May 23, 2018

CRDA halts XL Center eminent domain threat

The head of the Capital Region Development Authority says he is postponing plans to seek eminent domain authority to take over a key portion of XL Center's atrium and adjoining retail/office space currently owned by Northland Investment Corp.

CRDA Executive Director Michael Freimuth said Wednesday he plans to first meet with Senate Republicans and members of Hartford's state legislative delegation before he asks his board of directors for eminent domain authority.

Freimuth said he was seeking that legal avenue this week after several failed attempts to purchase the space, known as the "Trumbull Block," from Northland.

However, a group of Republican state senators has raised concerns about the potential move and wants more information on the steps the quasi-public agency has taken to purchase the property, including copies of any appraisals.

"As you are aware, eminent domain is a powerful tool and needs to be used sparingly," the GOP's letter said. "We would like to know why eminent domain, a seemingly drastic approach, is being considered as an option in this situation."

The Hartford Business Journal reported Tuesday that Freimuth planned to ask his board of directors for eminent domain authority on Thursday.

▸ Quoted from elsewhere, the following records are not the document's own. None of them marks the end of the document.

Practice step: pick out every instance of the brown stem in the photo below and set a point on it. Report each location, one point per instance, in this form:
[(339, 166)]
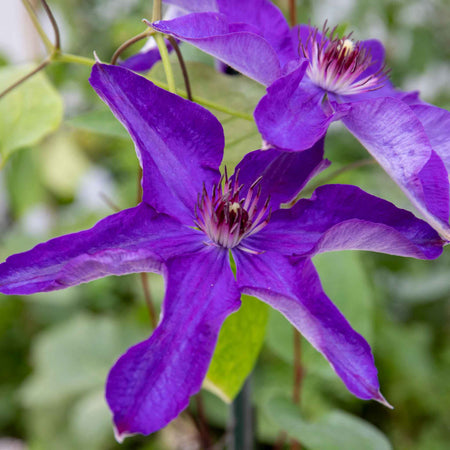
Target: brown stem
[(292, 13), (129, 43), (50, 15), (148, 299), (183, 67), (41, 66)]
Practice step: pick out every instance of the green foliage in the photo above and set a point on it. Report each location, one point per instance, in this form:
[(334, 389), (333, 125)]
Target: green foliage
[(100, 121), (347, 285), (334, 431), (240, 341), (71, 361), (27, 114)]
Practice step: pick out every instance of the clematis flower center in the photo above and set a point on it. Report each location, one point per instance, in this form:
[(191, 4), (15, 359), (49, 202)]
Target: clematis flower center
[(226, 218), (338, 64)]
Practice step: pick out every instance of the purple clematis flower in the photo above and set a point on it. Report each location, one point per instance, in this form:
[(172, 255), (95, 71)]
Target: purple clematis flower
[(189, 223), (314, 78)]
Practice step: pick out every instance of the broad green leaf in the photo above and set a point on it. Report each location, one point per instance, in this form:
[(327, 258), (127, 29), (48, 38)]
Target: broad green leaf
[(334, 431), (240, 341), (28, 113), (62, 164), (100, 121), (234, 92), (347, 285)]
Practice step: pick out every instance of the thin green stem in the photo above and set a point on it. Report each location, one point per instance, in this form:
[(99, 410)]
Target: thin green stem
[(74, 59), (241, 436), (156, 10), (166, 62), (45, 39), (148, 32)]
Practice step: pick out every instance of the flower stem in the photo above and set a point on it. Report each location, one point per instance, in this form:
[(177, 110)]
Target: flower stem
[(183, 67), (292, 13), (166, 62), (148, 299), (310, 189), (45, 39), (201, 422), (156, 10), (148, 32), (41, 66), (74, 59), (241, 425)]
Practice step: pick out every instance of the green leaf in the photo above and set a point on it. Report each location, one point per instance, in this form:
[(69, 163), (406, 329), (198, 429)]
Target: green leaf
[(334, 431), (239, 344), (101, 121), (28, 113), (233, 92), (347, 285)]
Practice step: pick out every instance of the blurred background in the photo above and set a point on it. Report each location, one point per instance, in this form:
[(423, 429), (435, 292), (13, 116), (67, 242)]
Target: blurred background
[(56, 348)]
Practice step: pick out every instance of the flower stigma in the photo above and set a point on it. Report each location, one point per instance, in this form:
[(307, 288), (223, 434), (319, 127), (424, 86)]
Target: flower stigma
[(337, 64), (226, 218)]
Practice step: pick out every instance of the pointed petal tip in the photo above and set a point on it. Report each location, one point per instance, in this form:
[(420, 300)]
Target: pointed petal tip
[(380, 399)]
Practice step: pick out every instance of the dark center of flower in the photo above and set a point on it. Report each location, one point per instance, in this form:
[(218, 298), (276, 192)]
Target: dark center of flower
[(226, 218), (338, 64)]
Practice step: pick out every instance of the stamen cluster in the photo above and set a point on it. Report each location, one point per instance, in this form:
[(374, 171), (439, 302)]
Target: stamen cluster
[(227, 219), (337, 64)]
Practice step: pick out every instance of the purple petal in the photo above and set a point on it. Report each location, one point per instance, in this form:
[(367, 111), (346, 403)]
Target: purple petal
[(152, 382), (133, 240), (436, 122), (283, 174), (245, 51), (394, 136), (293, 288), (291, 116), (180, 144), (267, 19), (340, 217), (376, 50)]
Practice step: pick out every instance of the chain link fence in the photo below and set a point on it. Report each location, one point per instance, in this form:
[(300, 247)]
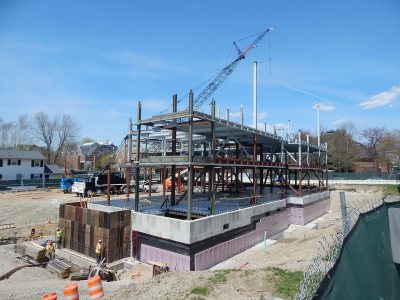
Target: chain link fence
[(328, 249)]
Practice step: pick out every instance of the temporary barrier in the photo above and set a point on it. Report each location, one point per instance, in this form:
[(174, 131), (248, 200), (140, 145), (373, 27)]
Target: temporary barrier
[(95, 288), (71, 292), (52, 296)]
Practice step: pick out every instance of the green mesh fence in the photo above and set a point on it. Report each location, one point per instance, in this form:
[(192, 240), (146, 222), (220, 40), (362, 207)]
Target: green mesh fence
[(365, 268)]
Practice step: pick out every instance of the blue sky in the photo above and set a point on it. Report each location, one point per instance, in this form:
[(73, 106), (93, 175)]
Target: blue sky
[(95, 59)]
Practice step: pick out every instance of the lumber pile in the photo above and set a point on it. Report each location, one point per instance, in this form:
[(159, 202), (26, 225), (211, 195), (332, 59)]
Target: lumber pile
[(19, 249), (59, 267), (35, 251), (84, 227)]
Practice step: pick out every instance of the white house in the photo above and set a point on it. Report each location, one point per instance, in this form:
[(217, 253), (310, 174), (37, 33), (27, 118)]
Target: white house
[(53, 172), (17, 165)]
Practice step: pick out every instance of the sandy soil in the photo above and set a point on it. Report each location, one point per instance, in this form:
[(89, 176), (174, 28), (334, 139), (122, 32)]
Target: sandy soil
[(293, 251)]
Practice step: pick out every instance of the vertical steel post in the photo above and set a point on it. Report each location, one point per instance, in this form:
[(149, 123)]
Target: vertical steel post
[(241, 115), (254, 201), (261, 170), (212, 150), (108, 185), (128, 183), (173, 167), (190, 157), (130, 132), (139, 117)]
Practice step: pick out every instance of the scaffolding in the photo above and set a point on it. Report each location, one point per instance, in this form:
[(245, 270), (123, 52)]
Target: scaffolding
[(219, 155)]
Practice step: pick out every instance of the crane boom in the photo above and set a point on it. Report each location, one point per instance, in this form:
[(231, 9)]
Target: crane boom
[(225, 72)]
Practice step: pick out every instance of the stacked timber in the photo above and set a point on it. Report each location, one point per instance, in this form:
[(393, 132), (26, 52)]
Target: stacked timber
[(84, 227), (35, 251), (59, 267), (19, 249)]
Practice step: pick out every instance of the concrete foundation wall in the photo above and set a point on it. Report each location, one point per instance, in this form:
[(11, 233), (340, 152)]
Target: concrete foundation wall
[(175, 261), (306, 200), (162, 227), (213, 239), (204, 228), (304, 215), (272, 225)]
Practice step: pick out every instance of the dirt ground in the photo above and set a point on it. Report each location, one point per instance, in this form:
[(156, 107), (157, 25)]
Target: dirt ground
[(244, 275)]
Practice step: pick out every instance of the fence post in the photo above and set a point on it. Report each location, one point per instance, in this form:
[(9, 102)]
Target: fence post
[(345, 218)]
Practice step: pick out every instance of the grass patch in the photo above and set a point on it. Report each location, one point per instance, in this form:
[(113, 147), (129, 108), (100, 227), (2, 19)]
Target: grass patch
[(286, 283), (392, 189), (219, 276), (200, 291)]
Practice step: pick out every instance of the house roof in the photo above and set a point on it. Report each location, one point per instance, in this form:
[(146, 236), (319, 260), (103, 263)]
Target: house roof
[(53, 169), (8, 154)]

Freimuth said that portion of the building is crucial to the short-term operations and long-term redevelopment of the arena. The retail space, for example, includes a three-story, 192,000-square-foot parcel that would be needed to expand XL Center's current footprint.

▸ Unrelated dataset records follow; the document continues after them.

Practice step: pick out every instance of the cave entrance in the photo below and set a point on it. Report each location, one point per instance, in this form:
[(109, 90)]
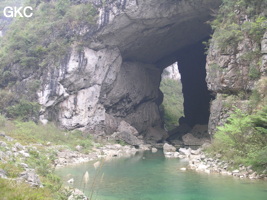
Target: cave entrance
[(196, 97), (172, 108), (192, 62)]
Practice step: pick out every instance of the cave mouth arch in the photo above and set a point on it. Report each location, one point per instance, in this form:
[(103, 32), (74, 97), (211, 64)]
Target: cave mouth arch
[(197, 97), (192, 62)]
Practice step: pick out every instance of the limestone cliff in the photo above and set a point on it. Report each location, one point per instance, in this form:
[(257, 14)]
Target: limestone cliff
[(117, 76)]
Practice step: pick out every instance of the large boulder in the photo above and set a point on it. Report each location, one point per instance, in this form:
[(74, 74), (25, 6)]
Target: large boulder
[(126, 127), (168, 148), (155, 135), (190, 140), (30, 177), (127, 137)]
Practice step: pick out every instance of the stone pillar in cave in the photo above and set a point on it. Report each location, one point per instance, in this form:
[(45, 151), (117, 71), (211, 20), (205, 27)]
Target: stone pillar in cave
[(191, 61)]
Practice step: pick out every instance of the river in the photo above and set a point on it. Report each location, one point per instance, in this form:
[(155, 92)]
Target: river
[(150, 176)]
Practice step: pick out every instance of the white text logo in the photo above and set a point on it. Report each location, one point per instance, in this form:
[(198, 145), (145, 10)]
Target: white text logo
[(18, 12)]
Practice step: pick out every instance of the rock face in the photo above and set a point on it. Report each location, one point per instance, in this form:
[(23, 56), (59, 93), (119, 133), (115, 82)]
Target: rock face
[(235, 79), (117, 76), (171, 72)]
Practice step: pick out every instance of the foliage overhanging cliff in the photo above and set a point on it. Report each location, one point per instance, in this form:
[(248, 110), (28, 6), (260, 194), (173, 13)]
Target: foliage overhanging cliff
[(236, 72)]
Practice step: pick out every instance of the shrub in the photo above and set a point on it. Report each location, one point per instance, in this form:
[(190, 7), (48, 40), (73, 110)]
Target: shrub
[(24, 110), (2, 121), (243, 139)]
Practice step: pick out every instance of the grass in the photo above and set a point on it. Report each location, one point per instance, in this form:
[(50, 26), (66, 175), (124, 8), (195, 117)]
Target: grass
[(30, 132), (42, 142), (11, 190)]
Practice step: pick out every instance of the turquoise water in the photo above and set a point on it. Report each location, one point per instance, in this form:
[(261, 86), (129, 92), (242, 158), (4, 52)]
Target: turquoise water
[(148, 176)]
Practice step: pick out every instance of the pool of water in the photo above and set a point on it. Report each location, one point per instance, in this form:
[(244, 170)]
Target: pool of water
[(148, 176)]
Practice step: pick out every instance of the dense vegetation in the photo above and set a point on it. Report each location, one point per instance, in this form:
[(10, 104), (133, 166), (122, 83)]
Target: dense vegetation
[(43, 141), (172, 105), (243, 138)]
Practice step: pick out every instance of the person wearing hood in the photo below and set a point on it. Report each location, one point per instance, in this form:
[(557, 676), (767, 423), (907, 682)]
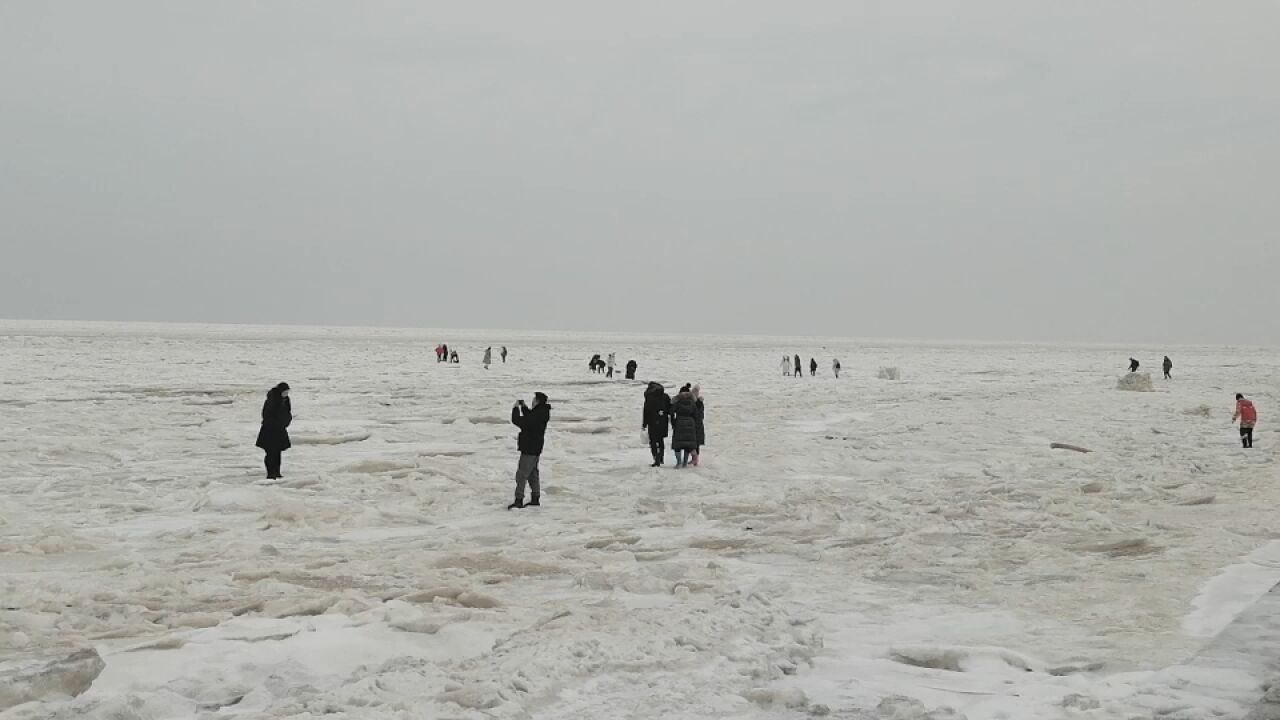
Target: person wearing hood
[(1248, 417), (274, 436), (702, 427), (657, 406), (684, 425), (533, 436)]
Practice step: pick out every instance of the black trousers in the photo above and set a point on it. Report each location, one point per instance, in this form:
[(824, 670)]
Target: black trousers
[(658, 449), (273, 464)]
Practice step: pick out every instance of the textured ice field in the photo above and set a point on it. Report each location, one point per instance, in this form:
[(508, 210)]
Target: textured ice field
[(862, 547)]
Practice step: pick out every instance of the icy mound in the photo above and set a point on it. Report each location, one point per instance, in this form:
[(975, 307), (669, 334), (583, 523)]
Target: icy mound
[(1137, 382), (24, 680)]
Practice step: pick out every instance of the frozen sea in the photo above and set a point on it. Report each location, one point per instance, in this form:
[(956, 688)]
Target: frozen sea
[(854, 548)]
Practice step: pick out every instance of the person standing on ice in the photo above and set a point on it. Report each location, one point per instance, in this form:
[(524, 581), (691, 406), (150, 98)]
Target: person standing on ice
[(274, 436), (533, 436), (684, 425), (1248, 417), (657, 406), (702, 425)]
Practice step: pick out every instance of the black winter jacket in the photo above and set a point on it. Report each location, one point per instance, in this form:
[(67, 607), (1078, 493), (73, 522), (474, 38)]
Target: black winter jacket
[(533, 427), (684, 422), (277, 417), (657, 408)]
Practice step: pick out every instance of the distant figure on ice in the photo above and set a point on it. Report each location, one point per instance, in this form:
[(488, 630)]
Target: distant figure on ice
[(274, 436), (533, 436), (684, 425), (657, 406), (1248, 417), (702, 425)]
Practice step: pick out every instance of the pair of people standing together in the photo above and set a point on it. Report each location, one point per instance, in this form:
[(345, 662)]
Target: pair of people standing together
[(685, 417)]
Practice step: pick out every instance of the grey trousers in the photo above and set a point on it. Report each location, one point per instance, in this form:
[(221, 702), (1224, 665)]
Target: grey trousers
[(528, 473)]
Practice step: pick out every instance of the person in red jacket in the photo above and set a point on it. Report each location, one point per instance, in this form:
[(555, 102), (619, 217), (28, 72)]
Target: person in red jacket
[(1248, 417)]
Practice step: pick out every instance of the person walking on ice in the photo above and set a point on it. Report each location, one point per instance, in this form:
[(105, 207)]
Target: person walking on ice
[(657, 406), (533, 436), (274, 436), (1248, 417)]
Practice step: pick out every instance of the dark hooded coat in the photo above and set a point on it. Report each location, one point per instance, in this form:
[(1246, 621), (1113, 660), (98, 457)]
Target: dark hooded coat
[(277, 417), (657, 408), (684, 422)]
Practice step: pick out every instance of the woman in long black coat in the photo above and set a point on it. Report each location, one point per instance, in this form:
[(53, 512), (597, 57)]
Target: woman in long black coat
[(684, 427), (274, 436)]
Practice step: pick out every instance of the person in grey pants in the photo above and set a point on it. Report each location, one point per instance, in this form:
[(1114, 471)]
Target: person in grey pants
[(533, 434)]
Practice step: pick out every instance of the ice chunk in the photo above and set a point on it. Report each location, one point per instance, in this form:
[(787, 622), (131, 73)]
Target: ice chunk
[(35, 678)]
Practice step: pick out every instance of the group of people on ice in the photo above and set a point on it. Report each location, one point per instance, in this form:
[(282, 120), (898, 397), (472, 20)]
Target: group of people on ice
[(685, 415), (792, 367), (598, 364), (1168, 365)]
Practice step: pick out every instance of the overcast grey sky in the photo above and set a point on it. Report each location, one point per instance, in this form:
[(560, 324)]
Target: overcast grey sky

CRDA a few years ago recommended a $250 million overhaul of the XL Center, concluding that the building's functionality and ability to generate revenue are severely limited by its age and obsolete design, among other problems.

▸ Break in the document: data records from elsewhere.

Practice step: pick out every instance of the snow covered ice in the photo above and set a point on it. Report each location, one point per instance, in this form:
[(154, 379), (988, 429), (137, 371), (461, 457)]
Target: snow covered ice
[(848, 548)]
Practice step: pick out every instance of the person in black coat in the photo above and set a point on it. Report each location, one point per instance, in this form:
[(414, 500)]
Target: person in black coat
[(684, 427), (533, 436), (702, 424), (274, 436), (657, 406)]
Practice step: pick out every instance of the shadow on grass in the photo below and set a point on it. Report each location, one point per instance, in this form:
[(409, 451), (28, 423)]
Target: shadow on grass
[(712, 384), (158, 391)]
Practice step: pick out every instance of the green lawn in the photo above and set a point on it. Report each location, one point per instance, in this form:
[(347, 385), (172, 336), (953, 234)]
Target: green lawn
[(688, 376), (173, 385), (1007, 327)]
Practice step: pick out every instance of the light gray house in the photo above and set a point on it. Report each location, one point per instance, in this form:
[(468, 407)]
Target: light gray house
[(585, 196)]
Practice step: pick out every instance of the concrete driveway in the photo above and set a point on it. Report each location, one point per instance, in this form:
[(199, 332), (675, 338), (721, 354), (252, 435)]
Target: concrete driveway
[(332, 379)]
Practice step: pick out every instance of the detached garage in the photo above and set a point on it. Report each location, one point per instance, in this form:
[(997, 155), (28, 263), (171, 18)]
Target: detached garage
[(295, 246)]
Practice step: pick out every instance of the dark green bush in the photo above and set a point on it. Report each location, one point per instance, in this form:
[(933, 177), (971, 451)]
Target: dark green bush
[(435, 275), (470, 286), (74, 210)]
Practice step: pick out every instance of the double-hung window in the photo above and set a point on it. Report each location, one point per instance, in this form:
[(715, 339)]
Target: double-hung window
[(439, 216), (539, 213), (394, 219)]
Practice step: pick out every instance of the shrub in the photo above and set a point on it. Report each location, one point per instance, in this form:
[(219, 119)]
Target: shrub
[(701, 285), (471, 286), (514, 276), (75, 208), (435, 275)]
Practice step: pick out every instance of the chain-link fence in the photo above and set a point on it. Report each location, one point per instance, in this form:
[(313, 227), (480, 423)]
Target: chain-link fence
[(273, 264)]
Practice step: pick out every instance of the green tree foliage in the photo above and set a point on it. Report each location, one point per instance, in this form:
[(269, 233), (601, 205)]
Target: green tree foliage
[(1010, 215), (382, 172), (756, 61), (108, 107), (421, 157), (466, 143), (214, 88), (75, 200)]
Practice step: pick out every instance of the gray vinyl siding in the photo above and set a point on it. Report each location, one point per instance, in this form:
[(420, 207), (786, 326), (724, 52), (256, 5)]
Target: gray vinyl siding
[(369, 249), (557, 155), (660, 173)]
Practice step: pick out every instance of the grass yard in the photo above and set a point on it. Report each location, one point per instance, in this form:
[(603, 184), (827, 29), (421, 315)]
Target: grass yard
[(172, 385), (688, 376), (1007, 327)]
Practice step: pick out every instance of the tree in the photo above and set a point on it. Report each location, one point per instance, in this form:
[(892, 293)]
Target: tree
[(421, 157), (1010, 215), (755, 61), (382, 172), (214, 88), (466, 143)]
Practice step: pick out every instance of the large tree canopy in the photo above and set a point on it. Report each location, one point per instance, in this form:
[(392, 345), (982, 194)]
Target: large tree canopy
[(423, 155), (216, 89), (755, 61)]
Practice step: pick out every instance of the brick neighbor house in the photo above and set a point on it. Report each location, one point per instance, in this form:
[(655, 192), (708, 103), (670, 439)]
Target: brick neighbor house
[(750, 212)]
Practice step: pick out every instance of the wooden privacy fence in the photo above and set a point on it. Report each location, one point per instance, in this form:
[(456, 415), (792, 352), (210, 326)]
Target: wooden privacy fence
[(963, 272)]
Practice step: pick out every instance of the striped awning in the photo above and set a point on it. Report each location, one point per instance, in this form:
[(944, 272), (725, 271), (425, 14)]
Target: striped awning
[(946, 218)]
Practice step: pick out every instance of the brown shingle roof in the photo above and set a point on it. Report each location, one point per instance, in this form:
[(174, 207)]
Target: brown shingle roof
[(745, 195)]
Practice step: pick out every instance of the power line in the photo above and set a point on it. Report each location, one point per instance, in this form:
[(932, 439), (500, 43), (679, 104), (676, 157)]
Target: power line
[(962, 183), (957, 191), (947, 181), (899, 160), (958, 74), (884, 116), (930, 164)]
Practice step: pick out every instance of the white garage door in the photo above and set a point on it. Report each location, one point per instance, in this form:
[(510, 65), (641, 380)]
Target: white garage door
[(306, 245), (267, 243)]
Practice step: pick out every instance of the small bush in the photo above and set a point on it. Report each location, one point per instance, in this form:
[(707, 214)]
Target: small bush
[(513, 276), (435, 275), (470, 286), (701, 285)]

A 2015 study conducted by SCI Architects concluded that at least 100,000 square feet of additional space, including room for a second concourse, would be necessary to bring the XL Center up to modern-venue standards.

Meantime, Northland Principal Larry Gottesdiener blasted CRDA's attempts to pursue eminent domain. He said CRDA's multiple appraisals have led to inadequate valuations of the property and that Northland isn't interested in selling right now, particularly because there is no funding or plan in place for a long-term renovation of the arena.

CRDA has been unable to secure the full $250 million allotment from the state legislature.

"The taking of private property should be a last resort not a first resort," Gottesdiener said. "The $250 million plan was rejected. What is needed now is a conversation about the future of the XL site among all of the stakeholders."

State lawmakers did grant CRDA $40 million last year for renovations. That money, which is in addition to the $35 million in renovations completed in 2014, could be used for buying Northland's Trumbull Street property, Freimuth said.

But Senate Republicans are questioning whether or not that is the best use of that money.

"If obtaining the Northland Investment Corp. property is part of a larger $250 million unapproved renovation vision, and is not part of a plan to best utilize the $40 million in approved funds, we have further concerns about this course of action."